頑固なフケ症に悩んでいたMさん、45歳。いろいろ工夫をしてみたが、いっこうに治まらない。思春期の娘に強く言われて受診した皮膚科で「乾癬(かんせん)」と診断された──。
乾癬は皮膚が赤く盛り上がり、その発疹の表面が白くウロコ状に角質化してポロポロはがれ落ちる皮膚の病気。かゆみを伴うこともあり、フケ症あるいは脂漏性皮膚炎と勘違いされやすい。乾癬のうち9割は肘や膝、頭皮など擦れやすい部分に発疹が現れる「尋常性乾癬」だ。このほか発疹と関節に炎症が生じる「乾癬性関節炎」や、発疹に膿疱が混じる「膿疱性乾癬」などがある。日本人の発症率は人口の0.1~0.2%、男性では30~40代の発症が多い。
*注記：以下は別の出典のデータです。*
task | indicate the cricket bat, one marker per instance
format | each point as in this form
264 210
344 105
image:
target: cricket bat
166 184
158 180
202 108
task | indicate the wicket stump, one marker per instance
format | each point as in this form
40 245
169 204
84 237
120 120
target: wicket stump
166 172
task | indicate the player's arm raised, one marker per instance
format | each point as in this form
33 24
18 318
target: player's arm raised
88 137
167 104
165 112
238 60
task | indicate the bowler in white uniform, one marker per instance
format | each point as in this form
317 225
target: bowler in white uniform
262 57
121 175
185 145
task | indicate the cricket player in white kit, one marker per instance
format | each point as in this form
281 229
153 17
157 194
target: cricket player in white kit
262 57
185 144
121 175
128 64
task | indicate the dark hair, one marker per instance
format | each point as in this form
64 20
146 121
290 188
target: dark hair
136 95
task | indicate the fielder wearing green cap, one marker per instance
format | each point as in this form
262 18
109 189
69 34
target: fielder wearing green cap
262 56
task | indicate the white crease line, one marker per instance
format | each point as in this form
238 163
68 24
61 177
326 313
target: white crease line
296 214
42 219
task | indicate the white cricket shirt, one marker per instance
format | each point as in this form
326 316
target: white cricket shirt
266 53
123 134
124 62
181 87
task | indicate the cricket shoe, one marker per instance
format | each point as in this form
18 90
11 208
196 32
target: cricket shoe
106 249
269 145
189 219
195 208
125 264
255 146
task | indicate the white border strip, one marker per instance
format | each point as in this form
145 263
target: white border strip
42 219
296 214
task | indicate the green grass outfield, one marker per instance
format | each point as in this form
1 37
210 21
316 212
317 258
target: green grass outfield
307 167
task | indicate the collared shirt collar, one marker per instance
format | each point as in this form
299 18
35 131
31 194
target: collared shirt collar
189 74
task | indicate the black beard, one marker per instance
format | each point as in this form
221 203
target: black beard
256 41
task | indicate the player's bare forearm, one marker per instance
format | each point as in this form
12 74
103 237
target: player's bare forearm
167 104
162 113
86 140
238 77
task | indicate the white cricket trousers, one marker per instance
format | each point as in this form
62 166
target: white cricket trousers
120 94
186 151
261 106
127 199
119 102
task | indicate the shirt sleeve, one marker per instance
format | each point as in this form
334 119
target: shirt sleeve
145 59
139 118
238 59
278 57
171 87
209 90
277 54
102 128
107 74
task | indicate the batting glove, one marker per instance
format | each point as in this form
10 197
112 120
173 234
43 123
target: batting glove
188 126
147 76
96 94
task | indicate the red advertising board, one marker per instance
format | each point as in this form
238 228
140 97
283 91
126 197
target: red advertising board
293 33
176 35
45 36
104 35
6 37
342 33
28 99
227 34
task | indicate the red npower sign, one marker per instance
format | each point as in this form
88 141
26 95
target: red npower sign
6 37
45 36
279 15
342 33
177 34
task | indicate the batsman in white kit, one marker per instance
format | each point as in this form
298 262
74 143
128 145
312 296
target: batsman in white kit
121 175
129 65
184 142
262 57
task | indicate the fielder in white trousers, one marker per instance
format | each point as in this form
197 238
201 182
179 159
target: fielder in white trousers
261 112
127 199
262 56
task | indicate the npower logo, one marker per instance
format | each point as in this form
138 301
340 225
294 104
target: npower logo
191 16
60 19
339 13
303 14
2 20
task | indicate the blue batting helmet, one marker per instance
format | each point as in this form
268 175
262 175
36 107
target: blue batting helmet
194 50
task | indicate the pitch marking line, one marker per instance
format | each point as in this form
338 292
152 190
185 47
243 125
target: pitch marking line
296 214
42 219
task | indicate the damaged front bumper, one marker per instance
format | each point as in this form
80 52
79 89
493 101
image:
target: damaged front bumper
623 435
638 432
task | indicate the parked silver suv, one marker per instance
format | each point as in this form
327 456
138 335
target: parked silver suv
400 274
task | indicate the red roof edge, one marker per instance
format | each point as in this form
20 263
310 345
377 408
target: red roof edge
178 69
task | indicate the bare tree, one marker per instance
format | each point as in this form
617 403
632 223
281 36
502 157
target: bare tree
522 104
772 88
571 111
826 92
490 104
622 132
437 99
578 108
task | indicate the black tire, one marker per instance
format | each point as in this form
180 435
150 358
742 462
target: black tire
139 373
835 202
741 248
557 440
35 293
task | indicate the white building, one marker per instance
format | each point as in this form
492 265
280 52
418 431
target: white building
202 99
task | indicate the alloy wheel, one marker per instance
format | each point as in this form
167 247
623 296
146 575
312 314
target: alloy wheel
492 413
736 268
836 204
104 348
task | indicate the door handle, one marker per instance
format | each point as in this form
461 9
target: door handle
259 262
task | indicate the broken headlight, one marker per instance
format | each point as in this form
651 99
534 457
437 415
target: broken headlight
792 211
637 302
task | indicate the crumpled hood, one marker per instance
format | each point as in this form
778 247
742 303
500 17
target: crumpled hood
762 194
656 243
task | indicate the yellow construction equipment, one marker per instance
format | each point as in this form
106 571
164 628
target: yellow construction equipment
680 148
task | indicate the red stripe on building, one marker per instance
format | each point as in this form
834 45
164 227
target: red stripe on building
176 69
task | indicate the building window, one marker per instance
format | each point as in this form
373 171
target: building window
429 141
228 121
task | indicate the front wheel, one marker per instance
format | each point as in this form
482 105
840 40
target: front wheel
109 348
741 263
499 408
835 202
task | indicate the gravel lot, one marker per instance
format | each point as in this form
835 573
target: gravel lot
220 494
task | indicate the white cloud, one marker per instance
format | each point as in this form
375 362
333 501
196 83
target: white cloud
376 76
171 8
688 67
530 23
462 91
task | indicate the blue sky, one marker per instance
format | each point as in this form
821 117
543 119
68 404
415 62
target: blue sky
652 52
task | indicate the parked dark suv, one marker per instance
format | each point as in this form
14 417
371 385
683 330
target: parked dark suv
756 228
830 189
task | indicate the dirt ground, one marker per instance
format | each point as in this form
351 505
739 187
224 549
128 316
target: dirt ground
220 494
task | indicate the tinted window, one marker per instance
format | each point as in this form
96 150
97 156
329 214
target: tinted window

一般に皮膚の表面を覆う角質細胞は、およそ45日間の周期で入れ替わり、最終的に垢となってはがれる。ところが乾癬の発疹部分ではこのサイクルが10倍にも加速し、未成熟な角質細胞がどんどん堆積していく。小さなキズをきっかけに身体の免疫─炎症反応が暴走し、角質細胞の増殖が生じると考えられているが、まだ明確な結論は出ていない。
乾癬は致命的でこそないが「商談の後で立ち上がると、脱皮でもしたようなありさまで、気まずい思いをする」「恋愛や結婚に前向きになれない」など見かけ以上に精神的、社会的な苦痛がつきまとう。